Marche de protestation d’Unifor et de l’AIMTA contre Boeing

2017/09/15 | Par Richard Lahaie

Le 13 septembre dernier, 650 syndiqués d’Unifor-Québec et de l’Association internationale des machinistes et travailleurs et travailleuses de l’aérospatiale (AIMTA) ont marché dans les rues de Montréal sous un ciel sans nuage. Ils ont fait un arrêt devant le consulat américain avant de se rendre devant les bureaux de Jeppesen, une filiale de Boeing.

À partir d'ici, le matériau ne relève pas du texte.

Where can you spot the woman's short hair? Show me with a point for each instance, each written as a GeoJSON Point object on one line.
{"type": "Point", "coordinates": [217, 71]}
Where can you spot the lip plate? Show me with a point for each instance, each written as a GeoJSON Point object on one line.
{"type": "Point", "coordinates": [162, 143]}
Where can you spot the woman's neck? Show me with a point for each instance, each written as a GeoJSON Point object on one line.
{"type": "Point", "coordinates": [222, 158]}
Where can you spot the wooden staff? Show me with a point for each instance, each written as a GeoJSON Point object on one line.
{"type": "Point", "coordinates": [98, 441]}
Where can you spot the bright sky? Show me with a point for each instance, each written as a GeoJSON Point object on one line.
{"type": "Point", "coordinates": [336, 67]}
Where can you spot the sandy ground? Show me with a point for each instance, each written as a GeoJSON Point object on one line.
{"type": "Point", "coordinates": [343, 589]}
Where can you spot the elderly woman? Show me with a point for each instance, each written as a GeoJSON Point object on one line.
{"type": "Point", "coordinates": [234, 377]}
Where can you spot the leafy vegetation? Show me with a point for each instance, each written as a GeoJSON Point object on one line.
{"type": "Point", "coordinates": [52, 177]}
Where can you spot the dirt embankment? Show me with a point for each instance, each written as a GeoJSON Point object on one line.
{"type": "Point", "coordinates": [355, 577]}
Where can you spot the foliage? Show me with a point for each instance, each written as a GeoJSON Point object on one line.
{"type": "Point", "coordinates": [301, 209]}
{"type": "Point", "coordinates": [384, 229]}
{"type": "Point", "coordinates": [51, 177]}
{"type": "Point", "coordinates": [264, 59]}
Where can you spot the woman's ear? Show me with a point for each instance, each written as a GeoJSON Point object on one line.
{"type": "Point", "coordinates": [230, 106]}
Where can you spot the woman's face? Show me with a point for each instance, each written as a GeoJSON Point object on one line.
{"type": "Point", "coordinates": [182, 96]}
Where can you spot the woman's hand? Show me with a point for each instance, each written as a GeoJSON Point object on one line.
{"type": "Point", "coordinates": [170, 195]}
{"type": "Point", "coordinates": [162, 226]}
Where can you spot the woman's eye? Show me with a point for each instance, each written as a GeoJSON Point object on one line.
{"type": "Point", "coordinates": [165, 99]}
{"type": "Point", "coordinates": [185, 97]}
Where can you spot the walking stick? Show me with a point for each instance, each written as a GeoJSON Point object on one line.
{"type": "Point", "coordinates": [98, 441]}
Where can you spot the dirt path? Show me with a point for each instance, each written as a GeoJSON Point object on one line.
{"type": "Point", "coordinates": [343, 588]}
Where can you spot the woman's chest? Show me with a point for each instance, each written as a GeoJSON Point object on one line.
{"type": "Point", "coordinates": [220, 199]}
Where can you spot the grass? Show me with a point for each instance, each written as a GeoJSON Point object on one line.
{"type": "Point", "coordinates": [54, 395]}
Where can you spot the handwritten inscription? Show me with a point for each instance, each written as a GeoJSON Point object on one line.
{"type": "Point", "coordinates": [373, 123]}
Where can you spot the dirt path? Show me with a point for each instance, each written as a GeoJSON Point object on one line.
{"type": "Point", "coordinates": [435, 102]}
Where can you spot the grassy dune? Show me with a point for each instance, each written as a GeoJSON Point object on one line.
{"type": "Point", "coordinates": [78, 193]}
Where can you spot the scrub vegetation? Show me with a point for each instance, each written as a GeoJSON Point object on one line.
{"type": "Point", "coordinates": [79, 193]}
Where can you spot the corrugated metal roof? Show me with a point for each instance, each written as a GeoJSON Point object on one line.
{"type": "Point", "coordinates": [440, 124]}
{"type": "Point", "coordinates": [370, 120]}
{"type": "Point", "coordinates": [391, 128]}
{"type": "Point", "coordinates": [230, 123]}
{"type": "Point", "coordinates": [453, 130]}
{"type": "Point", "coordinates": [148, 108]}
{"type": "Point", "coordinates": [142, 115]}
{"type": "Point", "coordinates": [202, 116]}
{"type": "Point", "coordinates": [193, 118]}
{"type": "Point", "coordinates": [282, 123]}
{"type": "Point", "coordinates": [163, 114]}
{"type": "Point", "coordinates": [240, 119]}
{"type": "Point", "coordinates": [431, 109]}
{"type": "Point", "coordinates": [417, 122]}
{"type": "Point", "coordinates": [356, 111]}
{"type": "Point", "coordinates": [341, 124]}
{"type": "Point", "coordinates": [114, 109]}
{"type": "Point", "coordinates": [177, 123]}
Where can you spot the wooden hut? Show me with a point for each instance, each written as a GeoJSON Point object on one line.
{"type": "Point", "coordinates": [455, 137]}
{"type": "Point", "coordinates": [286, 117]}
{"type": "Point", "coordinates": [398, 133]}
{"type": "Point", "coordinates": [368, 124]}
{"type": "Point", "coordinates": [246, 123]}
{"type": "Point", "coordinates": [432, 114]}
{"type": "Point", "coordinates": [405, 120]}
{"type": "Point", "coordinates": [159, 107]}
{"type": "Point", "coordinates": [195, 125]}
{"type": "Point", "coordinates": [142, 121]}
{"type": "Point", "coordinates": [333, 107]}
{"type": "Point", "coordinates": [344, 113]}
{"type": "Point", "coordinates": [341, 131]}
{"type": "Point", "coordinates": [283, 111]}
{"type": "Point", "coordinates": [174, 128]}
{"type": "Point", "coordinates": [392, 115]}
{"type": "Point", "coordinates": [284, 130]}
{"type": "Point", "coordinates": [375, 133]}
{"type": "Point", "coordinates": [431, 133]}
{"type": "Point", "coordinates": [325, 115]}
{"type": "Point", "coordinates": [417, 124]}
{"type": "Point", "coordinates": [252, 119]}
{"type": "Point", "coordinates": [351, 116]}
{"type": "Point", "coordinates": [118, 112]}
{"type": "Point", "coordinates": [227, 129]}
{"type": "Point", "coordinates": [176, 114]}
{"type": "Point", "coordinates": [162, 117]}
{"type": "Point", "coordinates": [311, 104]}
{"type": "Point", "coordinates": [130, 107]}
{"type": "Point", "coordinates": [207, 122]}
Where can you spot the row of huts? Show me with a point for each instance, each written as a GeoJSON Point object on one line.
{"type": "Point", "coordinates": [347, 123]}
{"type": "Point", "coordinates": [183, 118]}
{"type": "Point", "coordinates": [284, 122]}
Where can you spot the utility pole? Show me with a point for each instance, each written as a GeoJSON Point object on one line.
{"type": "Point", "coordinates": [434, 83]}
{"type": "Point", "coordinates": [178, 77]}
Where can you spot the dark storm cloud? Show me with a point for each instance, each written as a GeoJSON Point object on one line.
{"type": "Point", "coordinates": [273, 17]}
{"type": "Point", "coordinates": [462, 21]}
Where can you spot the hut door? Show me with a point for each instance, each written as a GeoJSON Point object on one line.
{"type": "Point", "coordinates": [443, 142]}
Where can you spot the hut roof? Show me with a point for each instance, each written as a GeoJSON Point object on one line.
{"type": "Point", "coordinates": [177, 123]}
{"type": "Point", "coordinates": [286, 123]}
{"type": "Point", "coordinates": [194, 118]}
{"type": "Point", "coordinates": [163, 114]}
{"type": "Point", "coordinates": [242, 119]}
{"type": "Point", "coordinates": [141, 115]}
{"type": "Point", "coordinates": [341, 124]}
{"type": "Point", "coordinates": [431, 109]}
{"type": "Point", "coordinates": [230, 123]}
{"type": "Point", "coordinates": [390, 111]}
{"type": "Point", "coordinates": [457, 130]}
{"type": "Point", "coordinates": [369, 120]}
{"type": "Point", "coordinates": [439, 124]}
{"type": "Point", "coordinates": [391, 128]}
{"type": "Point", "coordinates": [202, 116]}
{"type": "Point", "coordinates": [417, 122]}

Cette marche fait suite à la plainte de la compagnie américaine Boeing prétendant que Bombardier a bénéficié d’une aide gouvernementale indue qui lui permet de vendre à rabais ses avions CSeries. Le département du commerce des États-Unis a débuté une enquête à la suite de cette plainte et rendra sa décision le 25 septembre prochain.

En entrevue à l’aut’journal, Renaud Gagné, directeur québécois d’Unifor, explique « qu’il est primordial de lancer un message clair et de signaler que les prétentions de Boeing sont mal fondées et risquent de faire perdre des emplois et d’affaiblir l’économie du Québec ».

« Les ventes de la CSeries ne représentent pas le tiers de 1% des ventes de Boeing. Il faut noter que Bombardier a généré, en 2016, des retombées de 14 milliards de dollars chez des sous-traitants étasuniens. Le 25 septembre prochain, les États-Unis pourraient imposer des droits compensateurs jusqu’à hauteur de 70% du prix payé par Delta Airline pour les avions de la CSeries. Comme dans le cas du bois d’œuvre, l’imposition de droits compensateurs a des effets négatifs sur l’emploi et l’industrie. Ce n’est pas uniquement Bombardier qui sera touché, mais aussi ses fournisseurs tels que Pratt & Whitney et Avior. Les conséquences pourraient se faire sentir ailleurs dans d’autres secteurs économiques comme celui de l’aluminium, qui entre dans la chaîne de production. Bombardier achète 50 000 tonnes d’aluminium par année », de poursuivre Renaud Gagné.

« Cette plainte de Boeing met en danger les emplois dans l’aérospatial au Québec, au Canada et dans plusieurs autres pays. CSeries est l’avion le plus performant dans sa catégorie et le plus avancé technologiquement. Cet avion est un joyau de l’industrie québécoise et Boeing veut l’empêcher d’être sur le marché », de s’indigner David Chartrand, coordonnateur québécois de l’AIMTA.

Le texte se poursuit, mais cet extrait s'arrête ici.